The World Health Organisation (“WHO”) has designated 2021 as the International Year of the Health and Care Worker to recognise the dedication and sacrifice made by the millions of health and care workers at the forefront of the COVID-19 pandemic. For Ruby Lomongo, a Registered Nurse at Bethesda Aged Care Centre in Rockhampton, Queensland, recognising health and care workers in this way is a symbol of the power of nursing; it demonstrates the critical role of nurses in global healthcare. “Nurses are in unique positions to make a difference every day locally, nationally and globally for patients, the profession and to society,” she says. “Everyone has the opportunity to do something that strengthens nurses and supports the frontline workers.”

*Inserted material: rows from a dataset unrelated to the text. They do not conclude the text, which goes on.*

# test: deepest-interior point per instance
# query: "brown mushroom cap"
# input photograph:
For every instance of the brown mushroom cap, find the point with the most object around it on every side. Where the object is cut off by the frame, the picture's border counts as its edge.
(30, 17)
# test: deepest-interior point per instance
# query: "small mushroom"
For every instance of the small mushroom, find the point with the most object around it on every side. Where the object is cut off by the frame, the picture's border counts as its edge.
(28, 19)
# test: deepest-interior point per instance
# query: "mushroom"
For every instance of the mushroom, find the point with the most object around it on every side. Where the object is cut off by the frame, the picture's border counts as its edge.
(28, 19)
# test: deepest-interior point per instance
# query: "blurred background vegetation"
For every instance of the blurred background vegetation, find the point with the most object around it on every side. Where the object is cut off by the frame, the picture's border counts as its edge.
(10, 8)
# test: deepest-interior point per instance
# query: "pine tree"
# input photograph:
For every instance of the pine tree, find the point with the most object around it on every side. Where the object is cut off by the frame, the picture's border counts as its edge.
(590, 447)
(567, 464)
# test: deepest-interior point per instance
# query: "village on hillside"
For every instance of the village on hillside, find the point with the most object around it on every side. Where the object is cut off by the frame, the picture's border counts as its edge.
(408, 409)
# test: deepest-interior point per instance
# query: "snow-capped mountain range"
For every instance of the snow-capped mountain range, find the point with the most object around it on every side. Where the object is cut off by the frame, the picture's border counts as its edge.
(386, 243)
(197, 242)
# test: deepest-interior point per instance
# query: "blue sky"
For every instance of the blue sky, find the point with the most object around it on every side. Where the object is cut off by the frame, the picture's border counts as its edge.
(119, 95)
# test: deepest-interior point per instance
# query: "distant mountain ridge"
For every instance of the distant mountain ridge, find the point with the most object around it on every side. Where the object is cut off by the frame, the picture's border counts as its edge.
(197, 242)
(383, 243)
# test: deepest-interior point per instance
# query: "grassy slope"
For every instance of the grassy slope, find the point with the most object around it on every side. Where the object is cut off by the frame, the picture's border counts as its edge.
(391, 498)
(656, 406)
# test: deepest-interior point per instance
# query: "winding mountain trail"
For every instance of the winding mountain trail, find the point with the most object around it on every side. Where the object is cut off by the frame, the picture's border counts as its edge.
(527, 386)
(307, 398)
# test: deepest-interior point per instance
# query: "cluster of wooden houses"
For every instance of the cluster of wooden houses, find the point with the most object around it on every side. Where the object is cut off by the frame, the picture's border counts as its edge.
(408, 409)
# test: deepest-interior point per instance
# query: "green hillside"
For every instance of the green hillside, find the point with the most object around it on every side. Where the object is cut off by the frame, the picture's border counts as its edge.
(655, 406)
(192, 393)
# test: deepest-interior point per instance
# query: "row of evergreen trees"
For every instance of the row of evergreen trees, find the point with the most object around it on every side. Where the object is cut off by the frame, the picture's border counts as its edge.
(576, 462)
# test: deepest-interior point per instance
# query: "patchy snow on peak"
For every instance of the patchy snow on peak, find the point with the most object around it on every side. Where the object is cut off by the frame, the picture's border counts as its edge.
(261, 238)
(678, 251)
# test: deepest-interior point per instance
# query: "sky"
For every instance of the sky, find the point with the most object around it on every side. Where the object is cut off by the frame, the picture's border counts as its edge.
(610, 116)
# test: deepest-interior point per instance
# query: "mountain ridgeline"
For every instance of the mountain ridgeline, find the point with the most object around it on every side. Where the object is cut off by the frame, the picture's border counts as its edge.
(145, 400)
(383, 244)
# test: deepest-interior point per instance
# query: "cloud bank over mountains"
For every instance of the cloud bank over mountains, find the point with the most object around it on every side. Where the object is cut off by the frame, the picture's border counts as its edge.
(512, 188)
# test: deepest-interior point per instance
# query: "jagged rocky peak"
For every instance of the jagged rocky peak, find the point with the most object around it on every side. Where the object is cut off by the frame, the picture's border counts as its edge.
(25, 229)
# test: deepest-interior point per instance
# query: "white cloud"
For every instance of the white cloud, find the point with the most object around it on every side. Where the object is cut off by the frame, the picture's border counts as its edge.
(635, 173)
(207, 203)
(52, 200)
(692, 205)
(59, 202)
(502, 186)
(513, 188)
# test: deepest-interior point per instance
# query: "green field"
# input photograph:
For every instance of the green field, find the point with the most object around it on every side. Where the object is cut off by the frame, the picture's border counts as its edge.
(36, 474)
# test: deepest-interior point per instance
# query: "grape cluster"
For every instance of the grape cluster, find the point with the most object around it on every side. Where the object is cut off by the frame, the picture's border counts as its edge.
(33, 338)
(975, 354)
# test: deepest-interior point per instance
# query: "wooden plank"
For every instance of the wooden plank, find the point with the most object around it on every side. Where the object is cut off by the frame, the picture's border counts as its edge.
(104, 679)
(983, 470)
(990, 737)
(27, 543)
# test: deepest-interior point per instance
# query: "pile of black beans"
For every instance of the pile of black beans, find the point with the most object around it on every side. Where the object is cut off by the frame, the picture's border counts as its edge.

When Ruby was growing up in the Philippines, she was inspired by her aunt who worked as a Registered Nurse in the United States. With her salary, Ruby’s aunt paid for both Ruby and her sister to complete their nursing studies. For Ruby, this involved finishing a Bachelor of Science in Nursing in the Philippines which was a four year course. She went on to complete a two month nursing program in New Zealand for which she received a New Zealand nursing registration. “I became a nurse because of my generous aunt, and in return I also finance my nephew who is also now a Registered Nurse,” she says of the tendency for Filipino family members to finance the younger generation’s education.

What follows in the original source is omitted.